What am I missing? Specialized dedupe. Yes, but we’re going for the poor mans workaround there. More on that later. As long as we get enough throughput that doesn’t hurt us. And give the cost we cannot justify it + it’s way to much vendor lock in. If you can’t get backups done without, sure you might need to walk that route. But for now I’m using a different path. Our money is better spend in different places.

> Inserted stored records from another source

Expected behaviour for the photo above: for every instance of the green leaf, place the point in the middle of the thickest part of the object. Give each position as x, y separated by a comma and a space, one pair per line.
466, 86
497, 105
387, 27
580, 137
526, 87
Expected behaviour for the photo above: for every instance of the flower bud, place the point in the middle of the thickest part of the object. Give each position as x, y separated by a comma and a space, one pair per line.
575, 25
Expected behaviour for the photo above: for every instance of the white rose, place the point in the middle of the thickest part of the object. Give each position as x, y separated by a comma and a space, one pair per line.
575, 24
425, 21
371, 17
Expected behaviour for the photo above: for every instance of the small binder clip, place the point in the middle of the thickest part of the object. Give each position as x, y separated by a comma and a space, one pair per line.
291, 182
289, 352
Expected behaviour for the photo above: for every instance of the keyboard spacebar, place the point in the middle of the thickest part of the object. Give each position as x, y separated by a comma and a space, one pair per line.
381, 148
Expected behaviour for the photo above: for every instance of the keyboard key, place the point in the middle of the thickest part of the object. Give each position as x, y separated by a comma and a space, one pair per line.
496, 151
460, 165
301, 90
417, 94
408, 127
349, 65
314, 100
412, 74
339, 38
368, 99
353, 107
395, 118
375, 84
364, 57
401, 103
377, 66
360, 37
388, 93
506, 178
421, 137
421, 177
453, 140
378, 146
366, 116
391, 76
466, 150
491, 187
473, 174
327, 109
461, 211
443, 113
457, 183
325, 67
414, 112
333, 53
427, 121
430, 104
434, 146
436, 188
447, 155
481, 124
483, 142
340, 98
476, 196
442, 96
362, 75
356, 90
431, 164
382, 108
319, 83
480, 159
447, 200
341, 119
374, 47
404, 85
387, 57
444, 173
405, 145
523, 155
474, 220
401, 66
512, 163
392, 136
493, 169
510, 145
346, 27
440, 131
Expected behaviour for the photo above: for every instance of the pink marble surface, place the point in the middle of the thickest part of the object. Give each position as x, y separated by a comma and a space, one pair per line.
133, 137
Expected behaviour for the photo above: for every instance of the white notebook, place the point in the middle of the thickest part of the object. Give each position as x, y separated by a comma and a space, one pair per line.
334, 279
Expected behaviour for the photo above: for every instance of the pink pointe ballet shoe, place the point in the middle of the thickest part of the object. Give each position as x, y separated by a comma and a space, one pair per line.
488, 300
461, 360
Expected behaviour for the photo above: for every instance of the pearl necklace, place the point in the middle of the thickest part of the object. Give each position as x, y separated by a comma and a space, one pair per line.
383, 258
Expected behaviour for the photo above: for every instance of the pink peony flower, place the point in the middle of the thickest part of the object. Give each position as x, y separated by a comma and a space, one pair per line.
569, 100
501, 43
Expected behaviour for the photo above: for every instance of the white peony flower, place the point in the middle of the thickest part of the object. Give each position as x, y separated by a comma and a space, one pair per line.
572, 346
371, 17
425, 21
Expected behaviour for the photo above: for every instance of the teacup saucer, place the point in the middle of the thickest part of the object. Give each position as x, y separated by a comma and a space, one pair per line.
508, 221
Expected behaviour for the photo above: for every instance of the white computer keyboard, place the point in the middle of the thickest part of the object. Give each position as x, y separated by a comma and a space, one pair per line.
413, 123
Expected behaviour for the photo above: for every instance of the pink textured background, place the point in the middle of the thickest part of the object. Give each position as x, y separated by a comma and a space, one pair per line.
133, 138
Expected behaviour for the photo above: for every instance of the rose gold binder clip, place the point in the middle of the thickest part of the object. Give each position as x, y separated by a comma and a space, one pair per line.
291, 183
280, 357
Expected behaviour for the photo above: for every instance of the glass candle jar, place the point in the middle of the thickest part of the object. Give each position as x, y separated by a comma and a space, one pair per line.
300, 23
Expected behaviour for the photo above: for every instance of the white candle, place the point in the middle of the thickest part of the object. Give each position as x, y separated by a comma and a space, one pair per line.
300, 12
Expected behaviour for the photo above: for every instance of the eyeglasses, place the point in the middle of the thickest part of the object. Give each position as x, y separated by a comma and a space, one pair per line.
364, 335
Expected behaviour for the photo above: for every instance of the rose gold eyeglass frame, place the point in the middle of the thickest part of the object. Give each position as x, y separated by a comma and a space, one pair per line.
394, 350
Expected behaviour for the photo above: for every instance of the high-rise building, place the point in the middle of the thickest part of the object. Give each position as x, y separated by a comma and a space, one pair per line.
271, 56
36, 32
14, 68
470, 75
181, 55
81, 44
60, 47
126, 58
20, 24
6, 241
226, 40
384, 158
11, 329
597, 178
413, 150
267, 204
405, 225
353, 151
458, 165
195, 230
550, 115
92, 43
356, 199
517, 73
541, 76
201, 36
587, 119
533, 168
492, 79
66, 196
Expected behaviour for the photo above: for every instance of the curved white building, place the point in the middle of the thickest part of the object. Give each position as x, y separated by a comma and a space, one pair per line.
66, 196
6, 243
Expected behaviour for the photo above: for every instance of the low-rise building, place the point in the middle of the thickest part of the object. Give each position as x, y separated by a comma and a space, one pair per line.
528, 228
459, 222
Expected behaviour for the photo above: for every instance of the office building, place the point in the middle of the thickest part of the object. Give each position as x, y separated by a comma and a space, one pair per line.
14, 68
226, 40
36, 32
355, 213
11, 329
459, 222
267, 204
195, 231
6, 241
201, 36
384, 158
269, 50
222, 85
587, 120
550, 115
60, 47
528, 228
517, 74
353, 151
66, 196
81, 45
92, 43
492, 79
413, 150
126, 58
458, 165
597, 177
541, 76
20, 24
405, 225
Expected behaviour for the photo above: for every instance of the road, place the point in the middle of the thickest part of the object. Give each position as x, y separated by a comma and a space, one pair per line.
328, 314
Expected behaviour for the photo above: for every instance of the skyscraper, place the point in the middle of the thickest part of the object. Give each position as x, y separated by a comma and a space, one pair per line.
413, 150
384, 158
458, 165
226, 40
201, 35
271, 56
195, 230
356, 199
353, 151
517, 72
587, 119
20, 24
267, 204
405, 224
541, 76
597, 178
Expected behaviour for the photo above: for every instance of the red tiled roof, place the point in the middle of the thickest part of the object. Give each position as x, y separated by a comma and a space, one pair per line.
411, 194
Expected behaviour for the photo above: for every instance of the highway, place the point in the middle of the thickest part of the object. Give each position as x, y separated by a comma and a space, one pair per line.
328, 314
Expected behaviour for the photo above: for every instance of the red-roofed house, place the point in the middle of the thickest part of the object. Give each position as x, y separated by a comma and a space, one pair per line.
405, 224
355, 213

Now how to get the same economic improvements from the backup software? Disk capacity licensing sucks. But we need a solution that can handle this throughput & load , is reliable, has great support & product information, get’s support for new release fast after RTM (come on CommVault, get a move on) and is simple to use ==> even more money and time saved.
Spin off huge file server project?
Why is support for new releases in backup software important. Because the lack of it is causing me delays. Delays cost me, time, money & opportunities. I’m really interested to covert our large LUN file servers to Windows Server 2012 Hyper-V virtual machines, which I now can rather smoothly thanks to those big VDHX sizes that are possible now and slash the backup times of those millions of small files to pieces by backing them up per VHDX over this setup. But I’ll have to wait and see when CommVault will support VHDX files and GPT disks in guests because they are not moving as fast as a leading (and high cost) product should. Altaro & Veeam have them beaten solid there and I don’t like to be held back.